連日の盛り上がりを見せるサッカーワールドカップ 。そんな熱狂の裏で、一見するとサッカーとは無関係に思える「東京都の水道・下水道」公式Xが大きな話題を集めている。

 日本代表の大会初戦は日本時間 6 月 15 日 (月)5 時にキックオフし、FIFA ランク 8位と格上のオランダ相手に 2-2 の引き分けに持ち込んだ。試合終了から6時間ほどが経過した13時すぎ、東京都の水道・下水道公式Xは、

《(水道局)サッカー #ワールドカップ 等のイベント放送時には、お客さまの水使用量が急激に変動することがあります》

 の文言とともに、試合経過と配水量のデータをグラフ化して公開した。

 グラフは前週の同じ曜日である6月8日の配水量とも比較されている。両日とも時間の経過とともに配水量のグラフは上がっていき、人々が徐々に起床してトイレやシャワー、朝食などで水を使っていることが見て取れるが、15日は明らかに水量が8日を上回っていることが分かる。試合を見るために都民が早くから待機している様子がうかがえるが、データで如実な変化が出たのは5時半前。グラフはここで急上昇しているのだ。

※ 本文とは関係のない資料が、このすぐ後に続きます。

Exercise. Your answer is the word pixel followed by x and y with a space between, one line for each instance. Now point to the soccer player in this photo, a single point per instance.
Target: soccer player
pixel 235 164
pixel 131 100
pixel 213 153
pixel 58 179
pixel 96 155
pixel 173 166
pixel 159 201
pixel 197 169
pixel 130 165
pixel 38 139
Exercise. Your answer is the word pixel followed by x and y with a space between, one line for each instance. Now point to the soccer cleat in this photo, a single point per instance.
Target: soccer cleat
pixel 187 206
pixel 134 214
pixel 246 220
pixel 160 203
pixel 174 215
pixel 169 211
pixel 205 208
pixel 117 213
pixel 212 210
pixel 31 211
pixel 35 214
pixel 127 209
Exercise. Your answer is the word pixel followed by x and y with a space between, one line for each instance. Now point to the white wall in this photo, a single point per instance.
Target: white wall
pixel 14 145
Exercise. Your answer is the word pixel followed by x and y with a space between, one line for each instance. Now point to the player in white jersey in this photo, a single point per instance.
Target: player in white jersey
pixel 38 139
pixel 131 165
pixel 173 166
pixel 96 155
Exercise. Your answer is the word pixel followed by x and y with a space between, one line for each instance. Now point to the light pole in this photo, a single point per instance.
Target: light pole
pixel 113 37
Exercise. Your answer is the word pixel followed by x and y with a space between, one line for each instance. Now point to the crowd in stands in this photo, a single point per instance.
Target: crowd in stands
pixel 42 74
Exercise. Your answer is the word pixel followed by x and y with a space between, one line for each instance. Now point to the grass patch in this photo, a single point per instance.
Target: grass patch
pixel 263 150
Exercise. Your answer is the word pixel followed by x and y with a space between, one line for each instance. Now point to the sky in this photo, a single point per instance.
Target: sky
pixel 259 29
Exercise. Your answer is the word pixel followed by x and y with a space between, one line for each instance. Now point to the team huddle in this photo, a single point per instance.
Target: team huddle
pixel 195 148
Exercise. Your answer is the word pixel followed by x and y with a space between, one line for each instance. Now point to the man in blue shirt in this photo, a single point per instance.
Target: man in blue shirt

 グラフでは、この上昇の補足として、5時22分~25分まで「ハイドレーションブレイク」があったことが記されている。これは、今大会から導入された前半戦途中の給水タイムであり、プレーが中断している間にトイレ休憩などを行っていることが推測できる。そして、特に配水量が垂直に近い形でグンと伸びたのが、「ハーフタイム」と「試合終了直後」だ。

 こうした動きからは、都民の多くが代表戦を視聴し、ハーフタイムや試合終了後に一斉にトイレなどの水を使う行動に出たことが読み取れる興味深いデータだとして、リプライや引用欄には、

《試合中は我慢、ハーフタイムに一斉トイレ。その急激な水量変化を先読みして、水圧を調整する東京都水道局》
《すごく面白いです! 思わず「ああ、わかる!」と呟いてしまいました。確かにハーフタイムに皆トイレに行きますし、水分補給もしますよね》
《後半の最後の方はみんなトイレ行きたくても我慢して見てた感あるグラフもなんか共感できるわー》 

 といった声が殺到。17日までに1.3万いいね、161万件超の閲覧数を記録している。

 このグラフについて、東京都の水道・下水道公式Xは冒頭のテキストに続けて、《東京都水道局では予め水量・水圧を調整するなど、お客さまに影響を与えないよう安定した水の供給に努めています》とコメントし、過去のデータへの公式リンクも貼っている 。

 リンク先を見ると、水道局は前回のワールドカップや2019年のラグビーワールドカップなど、これまでにも国際的なスポーツイベントで配水量変化のデータを公開していることが分かる。最も古いものは2011年1月のAFCアジアカップカタール2011(日本対韓国戦)だ。一方で、その多くはサッカーであり、WBCなど野球の国際大会のデータはほとんど掲載されていない。